Il riscaldamento globale è colpa del sole?

Visto lo schema precedente, ci si potrebbe chiedere se il problema non stia nella quantità di energia in ingresso anziché in quella in uscita. L’origine solare è da diversi anni un cavallo di battaglia di chi nega l’influenza umana sul riscaldamento globale (nota è la lettera di Zichichi pubblicata da “Il Giornale” poco tempo fa).  Si sostiene che stiamo uscendo da un’era in cui il sole era più freddo e quindi è normale che il progressivo riscaldamento del sole riscaldi a sua volta la terra.
Il sole segue un ciclo di attività che dura circa 11 anni, oltre a questo ciclo “breve” ce ne sono di più lunghi che ancora non comprendiamo appieno; tuttavia, possiamo confrontare le misurazioni dell’energia in arrivo dal sole con la temperatura del pianeta negli ultimi anni:

È vero il contrario! Negli ultimi 30 anni il sole ha calato la sua attività, e nonostante questo la temperatura media mondiale è salita in modo costante.
Se la causa del riscaldamento non è un aumento dell’energia in ingresso, allora significa che il problema sta in quanta energia viene assorbita tra terreno, mare ed atmosfera. Da misurazioni satellitari sappiamo che l’albedo del pianeta è leggermente calata a causa della riduzione della superficie ghiacciata, ma questa variazione è insufficiente a spiegare l’andamento delle temperature e anzi ne è un effetto. Resta quindi la parte di energia catturata dall’atmosfera.

I gas serra

L’effetto serra è fondamentale per mantenere la vita sulla terra, senza l’atmosfera a trattenere calore la temperatura media del pianeta sarebbe attorno ai -18° contro gli attuali 15°. I nostri vicini cosmici sono due esempi contrapposti, un pianeta dove l’effetto serra è eccessivo e uno in cui quasi non c’è. Marte, con un’atmosfera quasi assente, ha una temperatura media superficiale di -62°; di contro Venere, con la sua spessa atmosfera fatta quasi esclusivamente di anidride carbonica, ha una temperatura media oltre i 450°, abbastanza per fondere il piombo. Eppure, ci sono prove che entrambi in passato abbiano sperimentato periodi con condizioni simili a quelle della Terra, la differenza l’hanno fatta le diverse evoluzioni delle rispettive atmosfere.
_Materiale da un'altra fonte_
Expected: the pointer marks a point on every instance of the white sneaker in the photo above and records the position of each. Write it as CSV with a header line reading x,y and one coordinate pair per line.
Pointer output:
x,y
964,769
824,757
I gas serra sono quei gas che anche a basse concentrazioni riescono ad intrappolare una frazione significativa di radiazione. Non tutti i gas sono ugualmente efficienti, e la capacità di ogni gas di assorbire la radiazione dipende dalla lunghezza d’onda di quest’ultima (visibile, infrarosso, ultravioletto… ).

Vapore acqueo



Il vapore acqueo è un potente gas serra in grado di intrappolare una grande quantità di energia. Avete mai notato come una notte coperta da nubi sia molto meno fredda rispetto ad una con cielo limpido?  La differenza la dà il vapore contenuto nelle nubi, che “intrappola” parte dell’energia che se ne sarebbe andata sotto forma di radiazione e la riemette verso terra. L’atmosfera auto-regola il vapore tramite il ciclo dell’acqua: se questo diventa troppo condensa e ricade sotto forma di pioggia o neve.

La quantità di vapore che l’atmosfera mantiene in sospensione è dipendente dalla temperatura: più è elevata più vapore rimane in atmosfera. Misurazioni effettuate negli anni hanno mostrato come la quantità di vapore in atmosfera stia aumentando a tutte le altezze.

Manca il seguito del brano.